El Nobel de Medicina es el primero de la ronda de estos prestigiosos premios, a los que seguirán los anuncios en días sucesivos de los de Física, Química, Literatura, Paz y finalmente el de Economía, el próximo lunes.

Todos los premios llevan incluida una dotación económica, que este año aumentó a 10 millones de coronas suecas -un millón más respecto a 2019- (956.876 euros, 1.121.533 dólares), a repartir en caso de más de un galardonado.
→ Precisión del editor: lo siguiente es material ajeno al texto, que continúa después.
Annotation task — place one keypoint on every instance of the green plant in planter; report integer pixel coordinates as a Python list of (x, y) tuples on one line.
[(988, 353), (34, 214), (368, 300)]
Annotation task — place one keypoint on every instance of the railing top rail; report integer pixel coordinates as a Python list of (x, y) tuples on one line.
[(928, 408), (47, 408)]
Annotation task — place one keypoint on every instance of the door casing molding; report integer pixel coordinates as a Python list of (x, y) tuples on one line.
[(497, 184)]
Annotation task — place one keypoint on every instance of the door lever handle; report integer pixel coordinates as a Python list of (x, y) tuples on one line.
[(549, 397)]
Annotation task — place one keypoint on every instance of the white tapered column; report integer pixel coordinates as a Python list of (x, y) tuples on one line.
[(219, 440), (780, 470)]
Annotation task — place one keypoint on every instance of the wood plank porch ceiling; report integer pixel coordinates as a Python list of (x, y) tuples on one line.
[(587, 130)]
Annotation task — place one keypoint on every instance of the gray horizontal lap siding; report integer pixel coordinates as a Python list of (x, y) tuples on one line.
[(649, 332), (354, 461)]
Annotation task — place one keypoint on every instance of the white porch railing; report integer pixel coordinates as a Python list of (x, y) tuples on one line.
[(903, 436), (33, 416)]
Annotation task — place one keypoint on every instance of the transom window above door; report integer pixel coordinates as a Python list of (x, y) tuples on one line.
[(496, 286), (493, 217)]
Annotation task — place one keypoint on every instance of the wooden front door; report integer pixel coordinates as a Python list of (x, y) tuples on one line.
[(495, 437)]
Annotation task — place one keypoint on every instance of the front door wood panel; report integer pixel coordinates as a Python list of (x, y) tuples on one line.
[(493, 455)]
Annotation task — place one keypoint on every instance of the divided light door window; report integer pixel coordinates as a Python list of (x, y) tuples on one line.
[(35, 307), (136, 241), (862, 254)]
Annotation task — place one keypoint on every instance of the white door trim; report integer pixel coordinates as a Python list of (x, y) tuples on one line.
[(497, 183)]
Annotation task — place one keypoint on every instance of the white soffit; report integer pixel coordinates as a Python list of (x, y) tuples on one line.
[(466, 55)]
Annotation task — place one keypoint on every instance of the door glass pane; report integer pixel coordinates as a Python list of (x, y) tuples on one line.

La totalidad de los galardones se entrega el 10 de diciembre, aniversario de la muerte del fundador, Alfred Nobel, en actos paralelos en Estocolmo, para los científicos, de literatura y economía, mientras que el de la Paz se celebra en Oslo.

Tanto los anuncios de los premios como la entrega serán en esta edición en formato reducido por la pandemia del coronavirus.

Nobel Medicina 2020
Foto cedida por AEEH

La hepatitis C, según datos de la Organización Mundial de la Salud

  • La hepatitis C es una enfermedad del hígado causada por el virus del mismo nombre (VHC): el virus puede causar hepatitis aguda o crónica, cuya gravedad varía entre una dolencia leve que dura algunas semanas y una enfermedad grave de por vida.
  • La hepatitis C es una importante causa de cáncer hepático.
  • El virus de la hepatitis C se transmite a través de la sangre: la mayoría de las infecciones se producen por exposición a pequeñas cantidades de sangre. Ello puede ocurrir por consumo de drogas inyectables, prácticas de inyección o de atención sanitaria poco seguras, transfusión de sangre y productos sanguíneos sin analizar, y prácticas sexuales que conllevan contacto con sangre.
  • Se estima que en el mundo hay 71 millones de personas con infección crónica por el virus de la hepatitis C.
    Un número considerable de las personas con infección crónica sufrirán cirrosis o cáncer de hígado.
  • La OMS estimó que en 2016 murieron unas 399 000 personas debido a la hepatitis C, sobre todo por cirrosis y carcinoma hepatocelular (cáncer primario del hígado).
  • Los antivíricos pueden curar más del 95% de los casos de infección por el virus de la hepatitis C, lo que reduce el riesgo de muerte por cáncer de hígado y cirrosis, pero el acceso al diagnóstico y el tratamiento es limitado.
  • En la actualidad no existe ninguna vacuna contra la hepatitis C, pero las investigaciones en ese ámbito continúan.